Department of Histopathology, Royal Brompton Hospital, London.
J Thorac Oncol. 2010 Apr;5(4):436-41. doi: 10.1097/JTO.0b013e3181c6ed9b.
The dichotomization of non-small cell carcinoma (NSCLC) subtype into squamous (SQCC) and adenocarcinoma (ADC) has become important in recent years and is increasingly required with regard to management.

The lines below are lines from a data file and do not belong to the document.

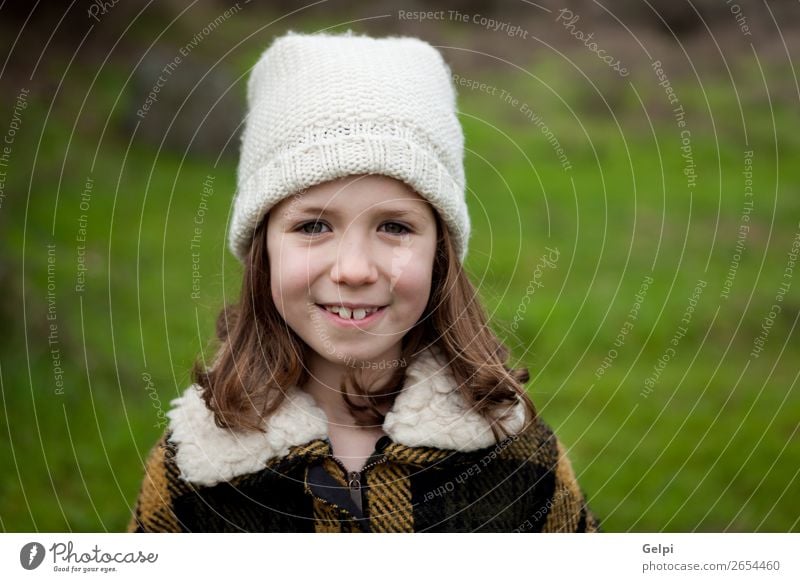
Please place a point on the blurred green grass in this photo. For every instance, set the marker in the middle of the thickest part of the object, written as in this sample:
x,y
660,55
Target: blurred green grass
x,y
709,449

The aim of this study was to determine the utility of a panel of commercially available antibodies in refining the diagnosis on small biopsies and also to determine whether cytologic material is suitable for somatic EGFR genotyping in a prospectively analyzed series of patients undergoing investigation for suspected lung cancer.

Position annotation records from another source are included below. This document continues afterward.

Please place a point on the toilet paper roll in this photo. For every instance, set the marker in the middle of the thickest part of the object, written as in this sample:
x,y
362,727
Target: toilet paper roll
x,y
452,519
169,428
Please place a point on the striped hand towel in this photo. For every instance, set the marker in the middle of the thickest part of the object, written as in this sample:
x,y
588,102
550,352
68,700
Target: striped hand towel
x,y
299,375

Thirty-two consecutive cases of NSCLC were first tested using a panel comprising cytokeratin 5/6, P63, thyroid transcription factor-1, 34betaE12, and a D-PAS stain for mucin, to determine their value in refining diagnosis of NSCLC. After this test phase, two further pathologists independently reviewed the cases using a refined panel that excluded 34betaE12 because of its low specificity for SQCC, and refinement of diagnosis and concordance were assessed. Ten cases of ADC, including eight derived from cytologic samples, were sent for EGFR mutation analysis.

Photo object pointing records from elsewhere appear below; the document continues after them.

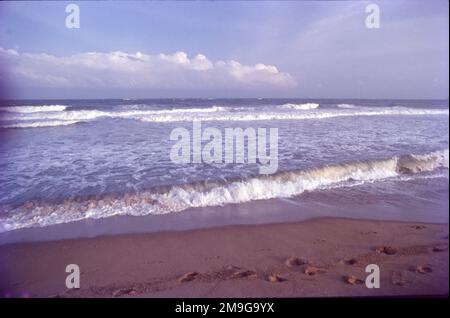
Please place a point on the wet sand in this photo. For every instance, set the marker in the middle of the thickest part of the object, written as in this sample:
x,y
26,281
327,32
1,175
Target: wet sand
x,y
320,257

There was refinement of diagnosis in 65% of cases of NSCLC to either SQCC or ADC in the test phase. This included 10 of 13 cases where cell pellets had been prepared from transbronchial needle aspirates. Validation by two further pathologists with varying expertise in lung pathology confirmed increased refinement and concordance of diagnosis. All samples were adequate for analysis, and they all showed a wild-type EGFR genotype.
A panel comprising cytokeratin 5/6, P63, thyroid transcription factor-1, and a D-PAS stain for mucin increases diagnostic accuracy and agreement between pathologists when faced with refining a diagnosis of NSCLC to SQCC or ADC. These small samples, even cell pellets derived from transbronchial needle aspirates, seem to be adequate for EGFR mutation analysis.
近年来,非小细胞肺癌(NSCLC)亚型的二分法(分为鳞癌[SQCC]和腺癌[ADC])变得非常重要,并且在管理方面的要求也越来越高。本研究的目的是确定一组商业上可获得的抗体在细化小活检诊断方面的效用,以及确定细胞学标本是否适合进行体细胞 EGFR 基因分型,方法是对一系列经前瞻性分析的疑似肺癌患者进行调查。
首先使用包含细胞角蛋白 5/6、P63、甲状腺转录因子-1、34βE12 和 D-PAS 黏液染色的抗体组合对 32 例连续 NSCLC 病例进行测试,以确定其在细化 NSCLC 诊断方面的价值。在测试阶段之后,另外两名病理学家使用排除 34βE12 的改良面板独立复查病例,因为其对 SQCC 的特异性低,评估诊断的细化和一致性。10 例 ADC 包括 8 例来源于细胞学样本,被送往 EGFR 突变分析。
在测试阶段,65%的 NSCLC 病例被细化为 SQCC 或 ADC。这包括从经支气管针吸活检制备细胞沉淀的 13 例中的 10 例。具有不同肺部病理学专业知识的两名进一步病理学家的验证证实了诊断的细化和一致性增加。所有样本均适合分析,并且均显示野生型 EGFR 基因型。
包含细胞角蛋白 5/6、P63、甲状腺转录因子-1 和 D-PAS 黏液染色的抗体组合可提高病理学家在将 NSCLC 诊断细化为 SQCC 或 ADC 时的诊断准确性和一致性。这些小样本,甚至是从经支气管针吸活检制备的细胞沉淀,似乎也足以进行 EGFR 突变分析。